EL PASO, Texas (Border Report) – A North Carolina resident and two South Texas men are facing federal charges in connection with failed attempts to smuggle ammunition and cash to Mexico.

Jose Luis Torres, a naturalized U.S. citizen, was arrested at the Progreso, Texas, port of entry on June 3 after Mexican soldiers denied him entry into Mexico while driving his niece’s Cadillac CTS with appliances and several other boxes in the trunk.

His sudden return to U.S. soil in a vehicle bearing North Carolina license plates raised the suspicion of Customs and Border Protection officers. They sent him to a secondary inspection area where he told an officer he had four boxes of assorted-caliber ammunition in the trunk, documents filed in U.S. District Court for the Southern District of Texas show.

Torres told CBP his niece’s boyfriend had placed the boxes there. But when turned over to Homeland Security Investigations agents, he allegedly said he was paid $100 to deliver the 350 bullets to Mexico along with the car and the appliances.

He faces up to 10 years in prison on a federal charge of knowingly and unlawfully attempting to export goods from the United States.

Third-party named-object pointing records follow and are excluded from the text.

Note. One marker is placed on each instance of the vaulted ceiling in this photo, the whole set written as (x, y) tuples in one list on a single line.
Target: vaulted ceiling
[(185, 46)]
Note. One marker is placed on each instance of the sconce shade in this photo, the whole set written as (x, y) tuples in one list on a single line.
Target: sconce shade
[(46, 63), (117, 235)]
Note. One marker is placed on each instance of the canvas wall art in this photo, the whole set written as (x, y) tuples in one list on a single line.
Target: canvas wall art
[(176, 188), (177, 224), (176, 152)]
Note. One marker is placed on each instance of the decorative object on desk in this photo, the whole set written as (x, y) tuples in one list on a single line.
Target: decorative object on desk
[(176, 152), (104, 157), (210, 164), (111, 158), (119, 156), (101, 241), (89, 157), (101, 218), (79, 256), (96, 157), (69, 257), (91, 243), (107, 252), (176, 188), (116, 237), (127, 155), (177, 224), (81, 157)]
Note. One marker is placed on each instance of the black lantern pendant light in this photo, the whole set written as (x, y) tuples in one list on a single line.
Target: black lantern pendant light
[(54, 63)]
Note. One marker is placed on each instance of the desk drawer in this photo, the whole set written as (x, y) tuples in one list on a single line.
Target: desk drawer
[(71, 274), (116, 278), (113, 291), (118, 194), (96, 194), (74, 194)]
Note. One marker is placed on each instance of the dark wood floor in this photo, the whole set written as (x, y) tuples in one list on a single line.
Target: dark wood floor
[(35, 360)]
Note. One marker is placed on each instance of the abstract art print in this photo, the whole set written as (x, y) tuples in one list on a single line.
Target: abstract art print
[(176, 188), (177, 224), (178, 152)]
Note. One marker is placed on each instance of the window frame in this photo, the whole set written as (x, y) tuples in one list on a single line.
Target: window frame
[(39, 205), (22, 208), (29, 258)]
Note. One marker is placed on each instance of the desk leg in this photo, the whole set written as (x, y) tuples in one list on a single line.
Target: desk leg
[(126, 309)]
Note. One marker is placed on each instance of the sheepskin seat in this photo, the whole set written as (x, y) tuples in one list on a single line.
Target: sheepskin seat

In a separate case, CBP stopped a pair of South Texas men in a vehicle headed south to Mexico on the Brownsville & Matamoros international bridge in Cameron County, Texas.

A criminal complaint filed June 7 alleges Jesus Alejandro Soto and Jose Luis Vega were asked by a CBP officer if they were carrying firearms, ammunition, or more than $10,000 in cash and stated they were not.

An inspection of the vehicle, however, turned up 200 rounds of .380-caliber ammunition and several vacuum-sealed plastic bags containing $159,531 hidden inside the speaker-system panels, court records show.

In interviews with HSI agents, Vega allegedly said he knew about the money and ammo in the vehicle and that he would be paid 1 percent ($1,595) of the cash once he delivered it to an unnamed party in Mexico. The complaint states Soto also allegedly admitted to taking cash over $10,000 out of the country without declaring it and doing so for financial gain.

Vega and Soto face one count each of conspiring to knowingly and unlawfully exporting goods from the United States and unlawfully attempting to transport currency over $10,000 out of the U.S.

The men were scheduled to appear at a detention hearing June 12 before U.S. Magistrate Judge Karen Betancourt in Brownsville.